Tuesday, August 16, 2005

US Visa Limit Reached

The US has reached its limit for H1-B visas not just for this fiscal year but for the next. A foreign technical worker wanting to work in the US wouldn't be able to start until October 1, 2006.

First some background. Here is the official description of the H-1B.

Established by the Immigration Act of 1990 (IMMACT), the H-1B nonimmigrant visa category allows U.S. employers to augment the existing labor force with highly skilled temporary workers. H-1B workers are admitted to the United States for an initial period of three years, which may be extended for an additional three years. The H-1B visa program is utilized by some U.S. businesses and other organizations to employ foreign workers in specialty occupations that require theoretical or technical expertise in a specialized field. Typical H-1B occupations include architects, engineers, computer programmers, accountants, doctors and college professors. The current annual cap on the H-1B category is 65,000.
Of those 65,000, 6,800 are set aside for free trade agreements with Chile and Singapore, effectively leaving 58,200 visas. During the dot.com boom the number of H1-B visas available was raised to 195,000 but lowered again in a misguided attempt to save American jobs. Congress did allow an additional 20,000 visas for foreigners who have received advanced degrees in the US and there are still a few of those visas available.

These low visa limits will just cause large corporations to continue to develop and grow their overseas R&D labs. Instead of having these workers in the US helping our economy and advancing science and technology in the US, these limits will add to the erosion of the US dominance in these areas.

Do a Google News search on this topic and you get mostly foreign articles on the topic. While the visa limit does not directly affect US citizens, we should all be concerned about its effect on our country's ability to lead in S&T.


  1. A silver lining for researchers/faculty is the following cap-exemption on page 2: "USCIS also notes that petitions for new H-1B employment are not subject to the annual cap at all if the alien will be employed at an institution of higher education or a related or affiliated nonprofit entity, or at a nonprofit research organization or a governmental research organization. Thus, petitions for these exempt H-1B categories may still be filed for work start dates in FY 2005 or 2006."

  2. Does this visa limit also mean that foreign nationals cannot seek tenure track assistant professor positions at US universities?

  3. whoops, did not read the first comment to this post before posting my question...

  4. It will affect those foreign students looking at jobs with industrial research labs, though.

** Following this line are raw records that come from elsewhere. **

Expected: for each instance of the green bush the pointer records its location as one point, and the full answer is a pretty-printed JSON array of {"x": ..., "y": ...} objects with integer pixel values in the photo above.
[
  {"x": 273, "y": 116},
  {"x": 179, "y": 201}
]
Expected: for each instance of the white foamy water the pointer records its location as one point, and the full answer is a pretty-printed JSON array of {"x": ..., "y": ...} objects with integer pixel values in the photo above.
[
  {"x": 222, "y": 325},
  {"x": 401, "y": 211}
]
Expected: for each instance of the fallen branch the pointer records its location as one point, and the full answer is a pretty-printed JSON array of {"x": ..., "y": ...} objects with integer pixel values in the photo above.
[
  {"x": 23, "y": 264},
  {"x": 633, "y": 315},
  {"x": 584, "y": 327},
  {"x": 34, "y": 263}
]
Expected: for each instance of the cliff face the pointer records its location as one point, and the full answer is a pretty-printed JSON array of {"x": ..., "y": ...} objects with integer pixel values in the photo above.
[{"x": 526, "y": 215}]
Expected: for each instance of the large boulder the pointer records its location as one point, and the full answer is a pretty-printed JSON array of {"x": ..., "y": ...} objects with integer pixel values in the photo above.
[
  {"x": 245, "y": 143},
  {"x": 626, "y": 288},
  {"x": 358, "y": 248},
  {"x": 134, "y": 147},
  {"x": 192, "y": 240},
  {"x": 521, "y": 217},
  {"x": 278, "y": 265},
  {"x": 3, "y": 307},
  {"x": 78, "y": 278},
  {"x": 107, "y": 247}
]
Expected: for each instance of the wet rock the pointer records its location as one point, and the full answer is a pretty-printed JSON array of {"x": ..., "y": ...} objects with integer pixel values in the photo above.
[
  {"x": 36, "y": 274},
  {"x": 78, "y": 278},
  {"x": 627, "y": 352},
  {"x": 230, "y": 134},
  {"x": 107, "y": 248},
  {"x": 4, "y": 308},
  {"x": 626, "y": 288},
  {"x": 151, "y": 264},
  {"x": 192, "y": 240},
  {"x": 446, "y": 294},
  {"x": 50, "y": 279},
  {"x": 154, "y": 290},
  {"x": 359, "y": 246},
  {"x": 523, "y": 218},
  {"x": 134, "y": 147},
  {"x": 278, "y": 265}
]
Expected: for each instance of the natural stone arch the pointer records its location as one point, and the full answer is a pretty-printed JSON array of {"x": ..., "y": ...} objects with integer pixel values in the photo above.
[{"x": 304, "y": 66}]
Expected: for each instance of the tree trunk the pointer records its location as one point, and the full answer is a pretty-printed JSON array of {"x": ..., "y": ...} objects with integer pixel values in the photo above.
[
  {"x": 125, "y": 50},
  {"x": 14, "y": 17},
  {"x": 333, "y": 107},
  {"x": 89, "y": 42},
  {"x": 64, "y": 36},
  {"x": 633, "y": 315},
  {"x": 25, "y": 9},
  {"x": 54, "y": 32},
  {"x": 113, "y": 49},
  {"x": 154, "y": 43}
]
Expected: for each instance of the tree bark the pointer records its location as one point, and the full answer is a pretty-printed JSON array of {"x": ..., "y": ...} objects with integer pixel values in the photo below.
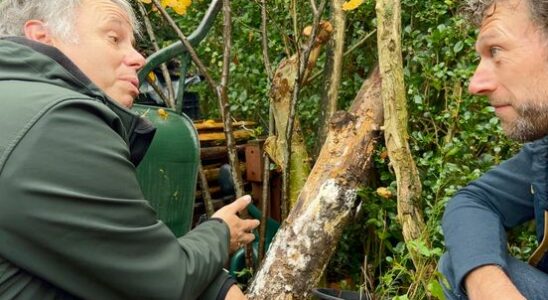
[
  {"x": 308, "y": 237},
  {"x": 395, "y": 124}
]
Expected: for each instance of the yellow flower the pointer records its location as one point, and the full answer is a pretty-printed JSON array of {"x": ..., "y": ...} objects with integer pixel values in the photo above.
[
  {"x": 352, "y": 4},
  {"x": 181, "y": 6}
]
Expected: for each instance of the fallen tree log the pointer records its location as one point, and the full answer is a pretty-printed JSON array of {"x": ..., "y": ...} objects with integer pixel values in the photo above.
[{"x": 303, "y": 245}]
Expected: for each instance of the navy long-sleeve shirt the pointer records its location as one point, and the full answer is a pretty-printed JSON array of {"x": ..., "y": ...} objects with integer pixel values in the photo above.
[{"x": 476, "y": 219}]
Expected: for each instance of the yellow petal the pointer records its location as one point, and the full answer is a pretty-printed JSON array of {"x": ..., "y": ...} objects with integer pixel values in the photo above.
[
  {"x": 384, "y": 192},
  {"x": 352, "y": 4},
  {"x": 163, "y": 114},
  {"x": 181, "y": 6}
]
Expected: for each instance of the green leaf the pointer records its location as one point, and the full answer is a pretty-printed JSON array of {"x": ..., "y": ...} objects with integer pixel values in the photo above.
[
  {"x": 435, "y": 288},
  {"x": 458, "y": 47}
]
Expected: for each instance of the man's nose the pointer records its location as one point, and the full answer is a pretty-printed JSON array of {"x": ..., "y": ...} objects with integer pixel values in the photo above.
[
  {"x": 134, "y": 59},
  {"x": 483, "y": 81}
]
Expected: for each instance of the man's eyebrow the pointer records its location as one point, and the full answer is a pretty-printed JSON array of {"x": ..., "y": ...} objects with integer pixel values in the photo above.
[{"x": 119, "y": 22}]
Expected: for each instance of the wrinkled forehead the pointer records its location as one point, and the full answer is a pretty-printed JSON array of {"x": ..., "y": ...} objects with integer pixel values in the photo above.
[{"x": 110, "y": 11}]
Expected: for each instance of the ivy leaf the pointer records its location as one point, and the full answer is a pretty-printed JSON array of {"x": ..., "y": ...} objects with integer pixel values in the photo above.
[{"x": 351, "y": 4}]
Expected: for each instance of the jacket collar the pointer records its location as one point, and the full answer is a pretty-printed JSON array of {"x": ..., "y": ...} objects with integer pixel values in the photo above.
[{"x": 56, "y": 68}]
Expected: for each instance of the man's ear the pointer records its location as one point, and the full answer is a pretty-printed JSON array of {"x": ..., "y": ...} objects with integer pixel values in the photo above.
[{"x": 37, "y": 31}]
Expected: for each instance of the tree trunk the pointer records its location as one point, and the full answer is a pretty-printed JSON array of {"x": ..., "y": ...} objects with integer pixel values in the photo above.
[
  {"x": 395, "y": 124},
  {"x": 305, "y": 242}
]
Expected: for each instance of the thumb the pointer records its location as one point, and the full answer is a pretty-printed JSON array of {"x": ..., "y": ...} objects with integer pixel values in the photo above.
[{"x": 240, "y": 203}]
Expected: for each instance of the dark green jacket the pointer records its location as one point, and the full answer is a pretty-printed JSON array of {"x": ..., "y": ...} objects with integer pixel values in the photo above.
[{"x": 73, "y": 220}]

Could someone from IBM, AT&T, Bell Labs, Microsoft, Google, etc. say a few words about how they handle this?

    -- Amit Chakrabarti

  5. I'd better add Yahoo to that list of research labs (some readers of this blog are now there). Sorry if I missed other prominent ones.

    -- Amit

  6. Speaking of visas, Bruce Scheiner's blog
    reports that Xiaoyun Wang, the Chinese cryptographer who recently broke SHA-1 was
    denied a visa to enter the US to present her paper at CRYPTO'05. This is a really sad development. While there is some (albeit stupid) logic behind the H-1 visa limit, there is absolutely no sense in denying someone a business visa to attend a well-respected conference, that too to present a paper.

  7. To answer Amit's question, the academic hiring season ends well before the visa for the following fiscal year run out. When I worked at NEC Research in New Jersey we had some postdocs who couldn't start until October 1 which was an annoyance but not a disaster.